The letters, which make false claims about being partnered with official international lotteries and the FIFA World Cup, inform recipients that they have been ‘specially selected’ and are ‘attached to a winning ticket’. The recipients are then asked to send a claim form or contact a ‘claims agent’ by phone or fax to start the claims procedure. As with the majority of lottery scams, people who make contact with the scammers will then be asked to pay a processing fee in order to receive their prize.
With the letter claiming to be linked to official sources, FIFA has been quick to advise players that the only source for official and guaranteed World Cup tickets is through their website, FIFA.com, any other websites selling tickets are breaking Brazilian law.

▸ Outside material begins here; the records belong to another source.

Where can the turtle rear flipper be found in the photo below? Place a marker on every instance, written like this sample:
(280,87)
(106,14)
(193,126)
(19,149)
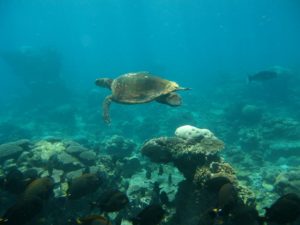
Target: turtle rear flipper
(105,107)
(171,99)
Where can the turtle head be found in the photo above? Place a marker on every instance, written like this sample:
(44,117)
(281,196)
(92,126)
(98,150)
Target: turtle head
(104,82)
(171,99)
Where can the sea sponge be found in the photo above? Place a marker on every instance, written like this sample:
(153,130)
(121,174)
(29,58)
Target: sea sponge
(189,132)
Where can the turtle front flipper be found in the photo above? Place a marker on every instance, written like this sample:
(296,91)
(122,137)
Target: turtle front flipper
(105,107)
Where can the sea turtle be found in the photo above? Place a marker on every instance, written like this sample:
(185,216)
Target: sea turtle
(137,88)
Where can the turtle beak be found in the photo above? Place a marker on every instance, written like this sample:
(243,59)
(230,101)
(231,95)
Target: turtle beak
(184,89)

With Nottingham being one of the targeted areas, Chair of Nottinghamshire County Council’s Community Safety Committee Gylnn Gilfoyle has warned people not to fall for these scams. “As the anticipation for the next World Cup builds, many local football fans may be tempted to buy tickets from an unofficial source but they could be left out of pocket with nothing to show for the money that they’ve forked out,” he said.
If you are worried about falling victim to a lottery scam, we would like to remind you of these key points:
- The only way to win a lottery prize is to have purchased a valid ticket and have matched one of the winning combinations.
- Lottery officials will never ask for a payment in order to release your winnings.
- Lotteries never enter players into draws or promotions without the players’ consent.
- The only way to gain entry into the 2014 World Cup is to buy a ticket directly from FIFA.com.
WorldLottery.net would like to advise all football fans to follow these guidelines and remain vigilant for potential lottery scams.